The synthetic procedure for compound III was based on [30] with some modifications. Compound II (10.83 g, 0.060 mol) and sulfuric acid (120 mL) were added into a 500 mL two-neck round bottom flask. The mixture was cooled to 0 °C on ice and stirred until dissolution. Fuming nitric acid (120 mL) was slowly added to the mixture at 0 °C, and the mixture was stirred for 1.5 h at 30 °C. After completion of reaction as indicated by TLC, 10% NaOH solution was slowly added to the reaction mixture until a precipitate was formed (pH ~7). The mixture was then filtered to furnish a light yellow solid (III). The compound was purified by redissolving in HCl (5M) and then neutralizing this solution with NaOH (10%) to pH 6–7 to furnish the pure precipitate which was then filtered, washed with water and dried at 60 °C to furnish 7-chloro-6-nitroquinazolin-4(3H)-one (III) as a light yellow solid (11.46 g, 84.7%). M.p 263.5–265.0 °C. R_f 0.34 (DCM/methanol, 20:1). MS (ESI⁺, MeOH), m/z: found 225.9 [M + H]⁺, C₈H₄O₃N₃Cl requires [M + H]⁺ 225.9. FT-IR (KBr), ν_max (cm⁻¹): 3452, 3215 (O-H); 3091, 3012 (C-H); 1696 (C=O); 1666, 1612 (C=N); 1523 (C=C); 1336 (NO₂). ¹H-NMR (DMSO-d₆), δ (ppm): 12.73 (br.s, 1H, OH); 8.64 (s, 1H, H-5); 8.27 (s, 1H, H-2); 7.97 (s, 1H, H-8). ¹³C-NMR (DMSO-d₆), δ (ppm): 159.3 (C-4); 151.5 (C-8a); 149.6 (C-2); 144.7 (C-6); 130.4 (C-7); 129.9 (C-5); 124.2 (C-8); 121.7 (C-4a).

3.2.3. Preparation of 4,7-Dichloro-6-nitroquinazoline (IV)

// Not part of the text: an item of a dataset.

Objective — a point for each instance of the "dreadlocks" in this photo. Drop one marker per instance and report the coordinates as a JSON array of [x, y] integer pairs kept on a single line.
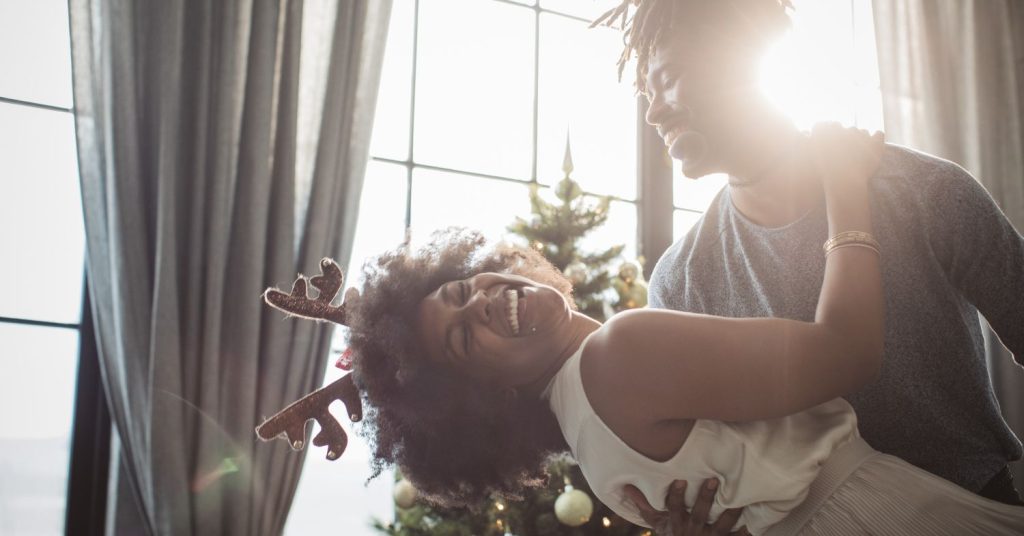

The synthetic procedure for compound IV was based on [33] with some modifications. A mixture of compound III (6.09 g, 0.027 mol), thionyl chloride (48.0 mL, 0.661 mol) and N,N-dimethyl-formamide (0.25 mL) was melted and stirred at 100 °C for 2 h. The reaction mixture was allowed to cool down and excess thionyl chloride was removed by rotary evaporation under reduced pressure. Toluene (40 mL) was added to the residue and the mixture was evaporated again to completely remove volatile matter. The precipitate was washed with diethyl ether and dried in the desiccator to obtain 4,7-dichloro-6-nitroquinazoline (IV) as a yellow solid (6.02 g, 91.3%). M.p: 269.0–270.5 °C. R_f: 0.87 (DCM/methanol, 20:1). MS (ESI⁺, MeOH), m/z: found 244.4 [M + H]⁺, 240.00 and 241.99 [methoxy form]; C₈H₃O₂N₃Cl₂ requires [M + H]⁺ 244.0 and 246.0. FT-IR (KBr), ν_max (cm⁻¹): 3089 (C-H); 1726, 1645, 1610 (C=N); 1546 (C=C); 1527, 1323 (NO₂). ¹H-NMR (CDCl₃), δ (ppm): 9.18 (s, 1H, H-2); 8.76 (s, 1H, H-5); 8.30 (s, 1H, H-8). ¹³C-NMR (CDCl₃), δ (ppm): 163.6 (C-4); 156.9 (C-2); 151.6 (C-8a); 147.5 (C-6); 132.8 (C-7); 132.2 (C-8); 123.5 (C-5); 122.1 (C-4a).